Speaker
Prof. LIN Zheng
Professor LIN Zheng is Deputy Dean of the Institute for Advanced Studies in Humanities and Associate Professor of Department of Chinese Language and Literature at Sun Yat-sen University. She is a scholar of modern Chinese literature, with expertise in representations of urban space in literary and cultural production. Prof. LIN is the author of Park Beijing: Cultural Production and Literary Imagination (1860-1937) (published by Peking University Press) and her current research examines the cultural politics of Guangzhou’s urban villages, analyzing how these transitional spaces reflect broader sociocultural transformations in contemporary China.
Event Details
This talk will compare the representation of the old Workers’ Villages in Northeast China and the Urban Villages in the Pearl River Delta. Both being “rural areas within cities,” they witnessed two phases of urbanization in the PRC, two competing visions of urban modernization, and the emergence of two kinds of workers: the working class and migrant workers.
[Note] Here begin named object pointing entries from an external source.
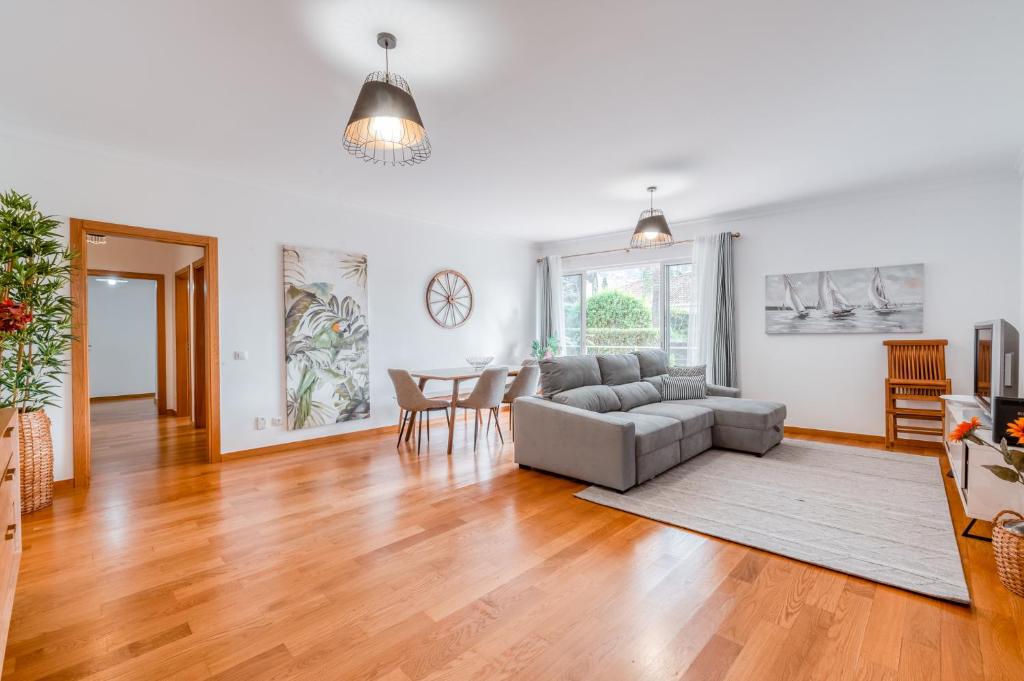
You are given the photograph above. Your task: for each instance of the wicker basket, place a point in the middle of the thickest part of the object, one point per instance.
(36, 451)
(1009, 549)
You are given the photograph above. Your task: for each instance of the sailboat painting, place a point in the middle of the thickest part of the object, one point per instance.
(865, 300)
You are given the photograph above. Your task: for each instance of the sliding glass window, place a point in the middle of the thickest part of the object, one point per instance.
(629, 307)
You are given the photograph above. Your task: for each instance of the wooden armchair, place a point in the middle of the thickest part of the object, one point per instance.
(916, 381)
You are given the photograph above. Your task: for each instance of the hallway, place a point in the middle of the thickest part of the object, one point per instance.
(129, 436)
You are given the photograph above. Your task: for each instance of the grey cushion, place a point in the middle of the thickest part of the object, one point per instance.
(558, 374)
(619, 369)
(741, 413)
(635, 394)
(722, 391)
(652, 432)
(599, 398)
(692, 417)
(684, 387)
(652, 363)
(699, 370)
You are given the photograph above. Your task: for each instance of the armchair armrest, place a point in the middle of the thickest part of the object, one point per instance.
(722, 391)
(571, 441)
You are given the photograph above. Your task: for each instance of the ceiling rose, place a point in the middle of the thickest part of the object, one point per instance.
(652, 229)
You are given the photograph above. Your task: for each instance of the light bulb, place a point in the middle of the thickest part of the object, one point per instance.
(386, 128)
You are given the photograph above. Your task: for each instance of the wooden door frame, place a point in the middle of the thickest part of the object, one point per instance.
(183, 397)
(161, 329)
(81, 426)
(198, 265)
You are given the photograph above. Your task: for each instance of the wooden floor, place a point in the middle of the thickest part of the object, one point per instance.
(359, 561)
(128, 436)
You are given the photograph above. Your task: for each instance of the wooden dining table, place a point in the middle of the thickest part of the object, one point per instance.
(456, 376)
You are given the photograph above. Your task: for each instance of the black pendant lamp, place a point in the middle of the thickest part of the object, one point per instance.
(385, 125)
(652, 229)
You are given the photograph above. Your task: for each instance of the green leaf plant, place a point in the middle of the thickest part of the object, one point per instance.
(35, 307)
(1013, 458)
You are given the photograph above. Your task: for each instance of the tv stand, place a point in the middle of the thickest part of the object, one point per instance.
(982, 495)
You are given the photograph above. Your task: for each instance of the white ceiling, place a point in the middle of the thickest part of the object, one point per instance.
(547, 118)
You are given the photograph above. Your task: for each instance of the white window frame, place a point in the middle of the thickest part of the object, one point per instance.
(665, 298)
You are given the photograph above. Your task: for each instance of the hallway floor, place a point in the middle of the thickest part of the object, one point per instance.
(129, 436)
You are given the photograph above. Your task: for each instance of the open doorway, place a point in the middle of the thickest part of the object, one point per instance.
(144, 378)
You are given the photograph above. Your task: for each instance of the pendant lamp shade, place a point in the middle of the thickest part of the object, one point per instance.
(652, 229)
(385, 126)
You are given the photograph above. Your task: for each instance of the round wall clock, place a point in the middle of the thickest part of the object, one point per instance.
(450, 299)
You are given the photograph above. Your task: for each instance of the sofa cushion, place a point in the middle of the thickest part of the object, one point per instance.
(591, 397)
(635, 394)
(741, 413)
(652, 432)
(652, 363)
(558, 374)
(619, 369)
(699, 370)
(692, 418)
(684, 387)
(655, 381)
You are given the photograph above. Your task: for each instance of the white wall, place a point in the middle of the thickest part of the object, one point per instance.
(967, 232)
(147, 257)
(71, 178)
(122, 337)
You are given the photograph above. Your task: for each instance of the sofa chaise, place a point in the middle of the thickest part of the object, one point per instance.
(602, 419)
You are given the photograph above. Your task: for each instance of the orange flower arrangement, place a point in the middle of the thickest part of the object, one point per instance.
(1016, 430)
(1014, 459)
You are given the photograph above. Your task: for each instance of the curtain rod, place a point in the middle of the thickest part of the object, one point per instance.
(734, 235)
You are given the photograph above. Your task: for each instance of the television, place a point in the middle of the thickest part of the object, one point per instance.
(996, 350)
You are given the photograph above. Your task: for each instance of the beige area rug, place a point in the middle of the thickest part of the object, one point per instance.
(875, 514)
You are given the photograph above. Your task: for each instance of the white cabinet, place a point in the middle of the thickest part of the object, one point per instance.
(982, 494)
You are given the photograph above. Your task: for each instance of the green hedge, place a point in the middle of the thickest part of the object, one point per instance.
(607, 341)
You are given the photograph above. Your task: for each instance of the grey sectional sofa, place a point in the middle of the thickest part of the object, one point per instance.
(602, 420)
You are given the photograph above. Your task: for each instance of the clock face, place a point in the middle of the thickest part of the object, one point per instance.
(450, 299)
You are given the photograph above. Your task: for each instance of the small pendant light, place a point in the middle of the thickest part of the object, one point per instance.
(652, 229)
(385, 125)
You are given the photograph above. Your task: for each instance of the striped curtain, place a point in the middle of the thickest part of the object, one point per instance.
(714, 324)
(550, 322)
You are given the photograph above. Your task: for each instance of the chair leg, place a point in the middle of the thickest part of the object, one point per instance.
(412, 424)
(498, 425)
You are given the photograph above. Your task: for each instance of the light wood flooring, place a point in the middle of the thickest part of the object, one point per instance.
(364, 561)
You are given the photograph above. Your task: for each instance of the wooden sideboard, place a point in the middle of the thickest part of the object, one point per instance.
(10, 519)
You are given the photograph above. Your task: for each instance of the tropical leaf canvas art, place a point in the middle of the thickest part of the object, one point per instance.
(327, 337)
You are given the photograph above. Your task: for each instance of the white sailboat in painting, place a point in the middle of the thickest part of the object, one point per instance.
(830, 299)
(878, 295)
(791, 299)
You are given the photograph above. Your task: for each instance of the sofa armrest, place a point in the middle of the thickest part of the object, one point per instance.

The decline of the “Rust Belt” and the rise of the “Sun Belt” are two sides of the same coin in the transition from Socialist China to Post-Socialist China since the reform and opening-up policy. Although both spaces represent marginal urban experiences, they have fostered pioneering art and literature. In recent years, with the “Northeast Renaissance,” the post-80s generation has sought to redeem the dignity of the working class and the glory of the Northeast. By contrast, although Urban Villages are seen as the “dark side of the Sun Belt,” they are actually self-disciplined, anarchic urban organisms that have nurtured vibrant art centered on migrant workers. Through this lens, we can glimpse the top-down vision of Socialist urban modernity, as well as the bottom-up reflections and responses from individuals.